We are hardcore Kubernetes users and contributors. We loved the automation it provides. However, as our team grew and added more clusters and microservices, capacity and resources management becomes a massive pain to us. We started suffering from a lot of outages and unexpected behavior as we promote our code from dev to production environments. Luckily we were working on our AI-powered tools to understand different dependencies, predict usage, and calculate the right resources and configurations that should be applied to our infrastructure and microservices. We dogfooded our agent (http://github.com/magalixcorp/magalix-agent) and were able to stabilize as the #autopilot continuously recovered any miscalculations we made or because of unexpected changes in workloads. We are open sourcing our agent in a few days. Check it out and let us know what you think! We run workloads on Microsoft Azure Google Kubernetes Engine and Amazon EC2 and we're all about Go and Python!

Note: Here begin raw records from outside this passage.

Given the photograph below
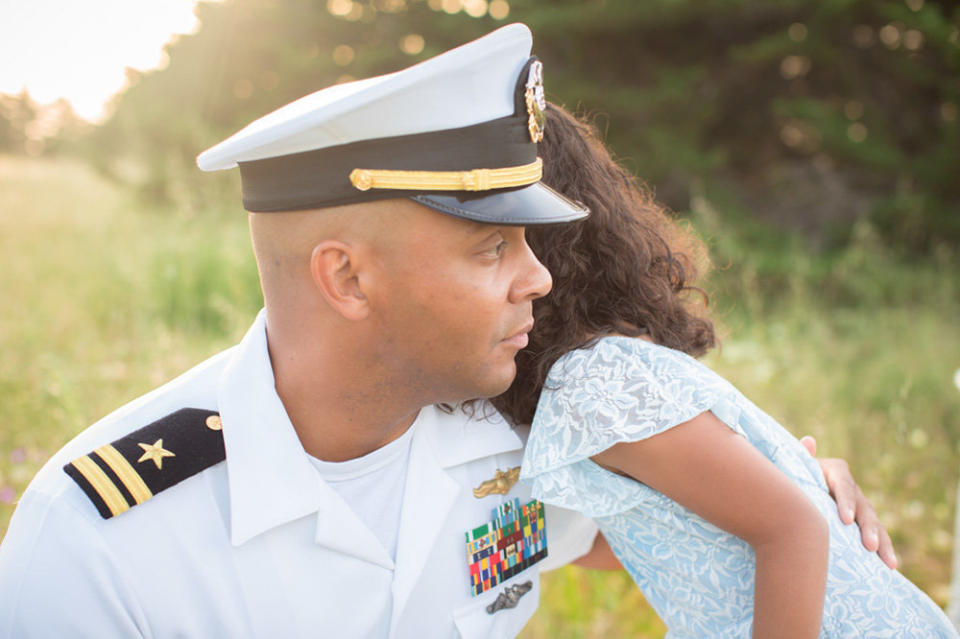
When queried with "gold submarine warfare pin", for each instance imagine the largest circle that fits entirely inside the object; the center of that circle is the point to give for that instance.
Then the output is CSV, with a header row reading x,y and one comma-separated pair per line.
x,y
501,483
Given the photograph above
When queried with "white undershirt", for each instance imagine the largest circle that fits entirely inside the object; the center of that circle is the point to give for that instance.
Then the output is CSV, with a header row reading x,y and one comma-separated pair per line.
x,y
372,486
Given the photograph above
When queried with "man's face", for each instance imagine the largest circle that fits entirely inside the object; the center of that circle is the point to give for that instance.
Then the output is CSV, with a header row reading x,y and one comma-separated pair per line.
x,y
457,303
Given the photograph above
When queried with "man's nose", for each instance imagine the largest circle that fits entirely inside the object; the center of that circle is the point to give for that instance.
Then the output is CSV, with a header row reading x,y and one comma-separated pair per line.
x,y
534,280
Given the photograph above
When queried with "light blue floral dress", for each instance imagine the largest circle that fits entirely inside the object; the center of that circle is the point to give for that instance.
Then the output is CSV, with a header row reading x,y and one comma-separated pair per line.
x,y
698,577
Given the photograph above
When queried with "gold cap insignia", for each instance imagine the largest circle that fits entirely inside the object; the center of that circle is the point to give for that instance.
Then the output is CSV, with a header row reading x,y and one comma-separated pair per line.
x,y
536,102
501,483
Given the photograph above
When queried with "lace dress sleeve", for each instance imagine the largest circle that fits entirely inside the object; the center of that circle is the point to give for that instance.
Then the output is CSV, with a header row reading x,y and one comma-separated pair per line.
x,y
620,390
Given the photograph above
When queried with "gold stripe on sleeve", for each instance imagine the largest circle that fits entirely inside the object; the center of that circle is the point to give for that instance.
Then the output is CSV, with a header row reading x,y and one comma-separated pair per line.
x,y
130,477
102,484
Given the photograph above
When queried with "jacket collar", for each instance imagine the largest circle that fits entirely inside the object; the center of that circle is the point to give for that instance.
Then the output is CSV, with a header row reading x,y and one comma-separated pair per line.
x,y
270,477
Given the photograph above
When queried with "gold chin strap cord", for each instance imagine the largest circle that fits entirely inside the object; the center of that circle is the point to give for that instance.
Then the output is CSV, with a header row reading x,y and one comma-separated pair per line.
x,y
475,180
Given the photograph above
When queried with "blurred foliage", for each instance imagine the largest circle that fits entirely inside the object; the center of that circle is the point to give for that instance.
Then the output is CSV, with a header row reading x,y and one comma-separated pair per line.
x,y
811,115
32,129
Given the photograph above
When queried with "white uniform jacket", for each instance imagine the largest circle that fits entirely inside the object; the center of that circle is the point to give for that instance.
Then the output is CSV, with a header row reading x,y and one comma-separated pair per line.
x,y
260,545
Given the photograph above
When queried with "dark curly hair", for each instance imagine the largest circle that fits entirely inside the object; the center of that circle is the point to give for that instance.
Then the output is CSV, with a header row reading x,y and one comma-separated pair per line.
x,y
627,269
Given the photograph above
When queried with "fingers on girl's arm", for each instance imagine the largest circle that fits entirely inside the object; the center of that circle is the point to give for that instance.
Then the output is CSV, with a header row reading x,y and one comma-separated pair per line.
x,y
716,473
855,507
842,488
872,532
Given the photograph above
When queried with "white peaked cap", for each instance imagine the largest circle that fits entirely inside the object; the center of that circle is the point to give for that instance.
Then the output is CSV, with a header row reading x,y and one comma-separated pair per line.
x,y
456,133
458,88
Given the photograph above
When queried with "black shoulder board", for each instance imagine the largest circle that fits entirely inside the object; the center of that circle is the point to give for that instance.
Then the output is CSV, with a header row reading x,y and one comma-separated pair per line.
x,y
134,468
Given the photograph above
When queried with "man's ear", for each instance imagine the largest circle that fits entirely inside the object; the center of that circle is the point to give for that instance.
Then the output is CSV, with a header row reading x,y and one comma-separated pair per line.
x,y
334,269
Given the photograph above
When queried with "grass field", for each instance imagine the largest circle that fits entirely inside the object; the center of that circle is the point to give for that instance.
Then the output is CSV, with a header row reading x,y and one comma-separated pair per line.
x,y
104,298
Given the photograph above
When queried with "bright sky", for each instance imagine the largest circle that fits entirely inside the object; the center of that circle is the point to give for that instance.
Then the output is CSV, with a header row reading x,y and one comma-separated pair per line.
x,y
78,49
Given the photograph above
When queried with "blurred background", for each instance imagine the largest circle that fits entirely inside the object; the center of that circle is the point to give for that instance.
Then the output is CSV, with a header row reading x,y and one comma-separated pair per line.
x,y
813,145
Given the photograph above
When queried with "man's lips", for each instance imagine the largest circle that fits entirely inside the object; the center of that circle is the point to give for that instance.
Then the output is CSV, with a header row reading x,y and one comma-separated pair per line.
x,y
520,339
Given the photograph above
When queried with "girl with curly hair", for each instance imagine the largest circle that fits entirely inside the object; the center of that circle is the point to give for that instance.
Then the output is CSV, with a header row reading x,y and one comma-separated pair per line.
x,y
721,516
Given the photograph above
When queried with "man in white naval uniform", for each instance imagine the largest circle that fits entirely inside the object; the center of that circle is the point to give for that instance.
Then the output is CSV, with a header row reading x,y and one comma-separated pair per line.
x,y
307,482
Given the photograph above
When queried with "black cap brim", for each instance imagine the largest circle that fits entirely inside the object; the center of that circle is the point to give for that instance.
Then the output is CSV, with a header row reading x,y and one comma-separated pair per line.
x,y
524,206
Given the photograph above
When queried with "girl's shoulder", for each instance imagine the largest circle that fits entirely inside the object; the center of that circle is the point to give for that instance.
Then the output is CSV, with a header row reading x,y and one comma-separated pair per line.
x,y
632,359
619,389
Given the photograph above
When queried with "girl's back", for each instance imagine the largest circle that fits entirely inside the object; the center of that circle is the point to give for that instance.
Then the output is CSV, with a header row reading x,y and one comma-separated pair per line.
x,y
699,578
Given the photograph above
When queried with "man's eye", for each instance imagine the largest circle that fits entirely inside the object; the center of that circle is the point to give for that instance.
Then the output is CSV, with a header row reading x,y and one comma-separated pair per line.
x,y
499,249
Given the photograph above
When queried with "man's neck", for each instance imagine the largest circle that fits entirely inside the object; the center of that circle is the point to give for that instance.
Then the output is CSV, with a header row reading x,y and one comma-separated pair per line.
x,y
339,410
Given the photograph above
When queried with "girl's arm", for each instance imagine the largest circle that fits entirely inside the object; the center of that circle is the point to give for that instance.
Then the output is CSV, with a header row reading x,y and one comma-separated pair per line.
x,y
719,475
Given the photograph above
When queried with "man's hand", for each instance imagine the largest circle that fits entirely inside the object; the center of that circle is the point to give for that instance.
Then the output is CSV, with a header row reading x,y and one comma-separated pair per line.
x,y
853,506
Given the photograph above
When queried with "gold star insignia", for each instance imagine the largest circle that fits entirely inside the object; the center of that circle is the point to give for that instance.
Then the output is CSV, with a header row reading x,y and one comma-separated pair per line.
x,y
154,452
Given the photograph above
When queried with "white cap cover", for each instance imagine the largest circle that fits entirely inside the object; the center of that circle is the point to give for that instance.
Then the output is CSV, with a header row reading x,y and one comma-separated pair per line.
x,y
448,132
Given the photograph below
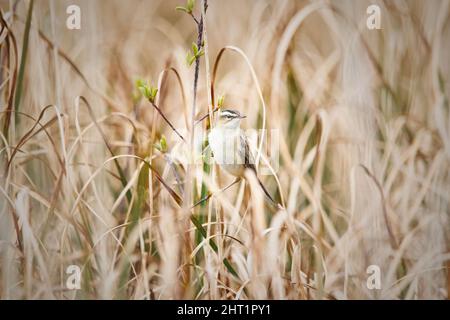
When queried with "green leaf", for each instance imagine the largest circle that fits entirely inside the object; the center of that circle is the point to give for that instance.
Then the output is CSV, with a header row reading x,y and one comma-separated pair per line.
x,y
200,53
194,48
190,5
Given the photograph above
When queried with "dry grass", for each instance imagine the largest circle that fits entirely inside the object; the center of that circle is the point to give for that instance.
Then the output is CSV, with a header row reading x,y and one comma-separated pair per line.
x,y
364,173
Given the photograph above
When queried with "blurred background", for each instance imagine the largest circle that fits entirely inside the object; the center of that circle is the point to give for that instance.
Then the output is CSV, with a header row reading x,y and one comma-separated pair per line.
x,y
96,204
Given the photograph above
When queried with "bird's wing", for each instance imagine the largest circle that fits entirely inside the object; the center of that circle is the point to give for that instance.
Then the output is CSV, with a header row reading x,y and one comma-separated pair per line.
x,y
246,154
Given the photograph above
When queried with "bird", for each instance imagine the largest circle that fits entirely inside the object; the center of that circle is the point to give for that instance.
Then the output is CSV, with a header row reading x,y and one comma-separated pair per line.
x,y
230,147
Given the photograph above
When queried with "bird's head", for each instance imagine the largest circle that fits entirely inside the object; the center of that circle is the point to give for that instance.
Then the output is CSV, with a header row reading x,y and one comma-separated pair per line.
x,y
230,119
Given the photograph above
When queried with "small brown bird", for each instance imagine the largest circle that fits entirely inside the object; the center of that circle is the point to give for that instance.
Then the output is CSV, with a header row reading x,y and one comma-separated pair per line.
x,y
230,147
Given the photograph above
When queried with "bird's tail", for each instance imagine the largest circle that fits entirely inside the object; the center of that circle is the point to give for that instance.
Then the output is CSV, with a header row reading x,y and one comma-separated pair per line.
x,y
276,204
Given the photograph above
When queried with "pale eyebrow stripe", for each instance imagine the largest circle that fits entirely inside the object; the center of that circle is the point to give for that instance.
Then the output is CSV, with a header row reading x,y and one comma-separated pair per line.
x,y
229,114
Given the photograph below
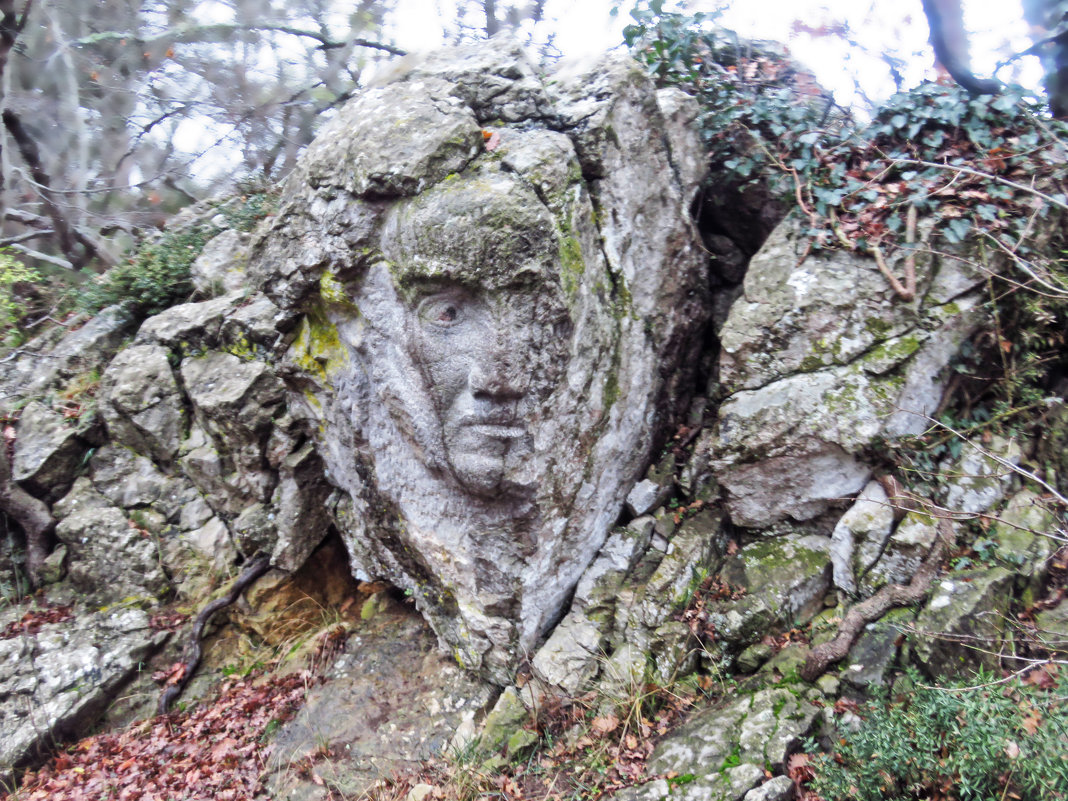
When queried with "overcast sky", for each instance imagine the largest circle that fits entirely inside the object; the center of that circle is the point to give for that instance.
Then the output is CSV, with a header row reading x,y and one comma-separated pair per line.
x,y
899,28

Any advice for a k8s late-adopter to avoid the problems you had? Are we talking sheer dollars and cents of nodes, or something deeper?
Hey Kevin.
I'm the co-founder of Magalix and lived that experience as well :)
I'd recommend the following:
- Budget your CPU/memory pretty much as you budget your money. It is important to keep your team accountable for the resources you use. In k8s you enforce this by having a quota for each namespace. Use something as simple as an excel sheet mapping resources to containers.
- Make sure you look at the utilization versus what you reserved CPU and memory of your pods. If one of your team members requested, for example, 2GB memory for a pod, check if the pod is actually utilizing this requested memory. Otherwise, K8s won't be able to allocate this memory to other pods in need for it.
- Set the limits on CPU and memory as much as possible. This will protect your VMs and cluster from being hijacked by any of your containers and impact other well-behaving microservices.